– ¿En serio? -dijo Julia.
– Fue otro de los motivos por los que llamé a la policía. Esa llamada puede que fuera importante, y por desgracia…
– ¿Qué? -le alentaron a seguir al ver que se detenía.
– Yo no estaba aquí -lamentó Salvador Ponsá-. Había salido para hacer unas gestiones y cuando regresé me dijeron que me había telefoneado, y que parecía muy tensa y nerviosa. Más aún, asustada. Insistía en saber dónde estaba y cuándo podría hablar conmigo.
– Entonces, ¿ella sabía que iba a sucederle algo, o que se encontraba en peligro? -manifestó Gil.
– Es posible -asintió el hombre-. Desde luego, quería decirme algo importante sobre sí misma. Algo que, tal vez luego…, le costó la vida. No lo sé.
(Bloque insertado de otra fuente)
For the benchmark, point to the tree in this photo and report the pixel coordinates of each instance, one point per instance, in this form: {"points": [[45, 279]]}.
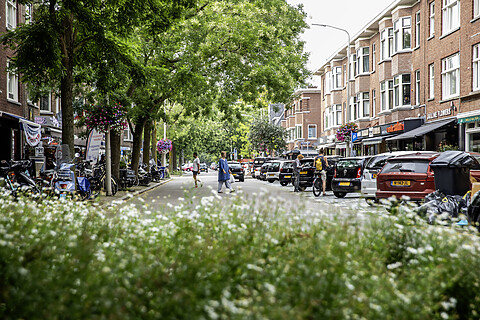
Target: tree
{"points": [[267, 137]]}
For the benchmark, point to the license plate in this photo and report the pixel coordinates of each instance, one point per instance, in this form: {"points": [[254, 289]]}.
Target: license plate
{"points": [[400, 183]]}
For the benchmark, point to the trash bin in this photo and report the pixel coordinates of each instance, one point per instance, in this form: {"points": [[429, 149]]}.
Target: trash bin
{"points": [[452, 172]]}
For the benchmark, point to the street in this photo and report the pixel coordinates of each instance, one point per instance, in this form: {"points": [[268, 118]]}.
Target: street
{"points": [[181, 189]]}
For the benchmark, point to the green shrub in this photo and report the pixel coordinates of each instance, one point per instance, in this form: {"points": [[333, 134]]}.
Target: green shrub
{"points": [[242, 259]]}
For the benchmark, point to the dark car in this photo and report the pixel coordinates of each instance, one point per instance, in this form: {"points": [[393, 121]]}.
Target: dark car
{"points": [[203, 167], [408, 175], [348, 175], [285, 174], [237, 170]]}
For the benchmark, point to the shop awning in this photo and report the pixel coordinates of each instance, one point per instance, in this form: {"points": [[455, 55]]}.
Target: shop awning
{"points": [[422, 130]]}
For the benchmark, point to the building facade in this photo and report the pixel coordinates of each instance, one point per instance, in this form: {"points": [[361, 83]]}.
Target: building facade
{"points": [[413, 77], [303, 120]]}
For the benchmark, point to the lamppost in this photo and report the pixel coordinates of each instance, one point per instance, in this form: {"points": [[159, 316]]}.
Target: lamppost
{"points": [[346, 115]]}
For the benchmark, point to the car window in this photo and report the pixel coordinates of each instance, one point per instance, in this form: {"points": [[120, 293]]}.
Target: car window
{"points": [[349, 163], [377, 162], [416, 166]]}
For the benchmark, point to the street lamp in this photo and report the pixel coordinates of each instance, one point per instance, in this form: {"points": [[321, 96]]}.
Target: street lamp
{"points": [[347, 117]]}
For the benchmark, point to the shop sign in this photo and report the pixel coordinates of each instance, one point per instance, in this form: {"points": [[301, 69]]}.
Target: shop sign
{"points": [[469, 119], [399, 126], [441, 113]]}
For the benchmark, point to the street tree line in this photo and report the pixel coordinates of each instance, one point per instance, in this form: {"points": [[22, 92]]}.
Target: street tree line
{"points": [[173, 61]]}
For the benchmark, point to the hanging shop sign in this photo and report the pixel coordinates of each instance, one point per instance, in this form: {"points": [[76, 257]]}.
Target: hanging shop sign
{"points": [[437, 114]]}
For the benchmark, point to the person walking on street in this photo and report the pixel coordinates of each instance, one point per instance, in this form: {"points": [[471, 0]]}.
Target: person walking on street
{"points": [[297, 167], [196, 168], [321, 167], [224, 173]]}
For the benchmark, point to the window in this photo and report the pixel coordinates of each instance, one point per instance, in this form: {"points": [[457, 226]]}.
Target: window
{"points": [[386, 43], [12, 85], [299, 133], [476, 67], [374, 56], [402, 34], [417, 29], [28, 13], [450, 76], [401, 90], [46, 103], [417, 87], [431, 81], [337, 78], [11, 14], [450, 15], [432, 20], [363, 99], [374, 102], [312, 131], [363, 60], [337, 110]]}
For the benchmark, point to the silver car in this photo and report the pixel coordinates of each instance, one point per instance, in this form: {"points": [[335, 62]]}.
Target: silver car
{"points": [[369, 181]]}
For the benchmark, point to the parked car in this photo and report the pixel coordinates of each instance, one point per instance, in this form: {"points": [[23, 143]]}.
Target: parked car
{"points": [[257, 163], [203, 167], [372, 167], [237, 170], [407, 175], [348, 175], [285, 173]]}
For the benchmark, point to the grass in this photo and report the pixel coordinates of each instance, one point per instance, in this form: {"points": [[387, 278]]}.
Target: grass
{"points": [[250, 259]]}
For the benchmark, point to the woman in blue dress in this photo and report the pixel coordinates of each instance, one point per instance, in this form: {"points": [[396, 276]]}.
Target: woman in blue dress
{"points": [[224, 173]]}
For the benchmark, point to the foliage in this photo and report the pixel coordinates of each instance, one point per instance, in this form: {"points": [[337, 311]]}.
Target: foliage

– ¿No le extrañó que no volviera a telefonearle?
– Sí -bajó la cabeza en señal de culpabilidad-. Pero pensé… -no pudo concluir la frase-: ¿Qué más da ya? Aquí viven tantas que necesitan ayuda…
Ni Gil ni Julia le preguntaron si había hecho algo al respecto, buscarla, interesarse por ella. No era necesario. Posiblemente allí vivieran otras Martas, todas reales, con sus propios dramas personales.
El silencio se instaló entre los tres.
Parecía no haber más preguntas ni quedar más respuestas.
Solo restaban los interrogantes finales.
La clave de una muerte no anunciada, pero omnipresente.
– Me temo que debo dejaros -anunció Salvador Ponsá, abriendo las manos como si lo sintiera en el alma-. Se ha hecho bastante tarde y tampoco hay mucho más que decir.
Capítulo 2
Incapaz de hablar mientras todavía se encontrasen dentro de aquellas paredes, Julia liberó sus sentimientos al salir y recibir la primera bocanada de aire libre.
– Tengo el estómago revuelto -admitió.
– Y yo, el cerebro del revés -confesó Gil.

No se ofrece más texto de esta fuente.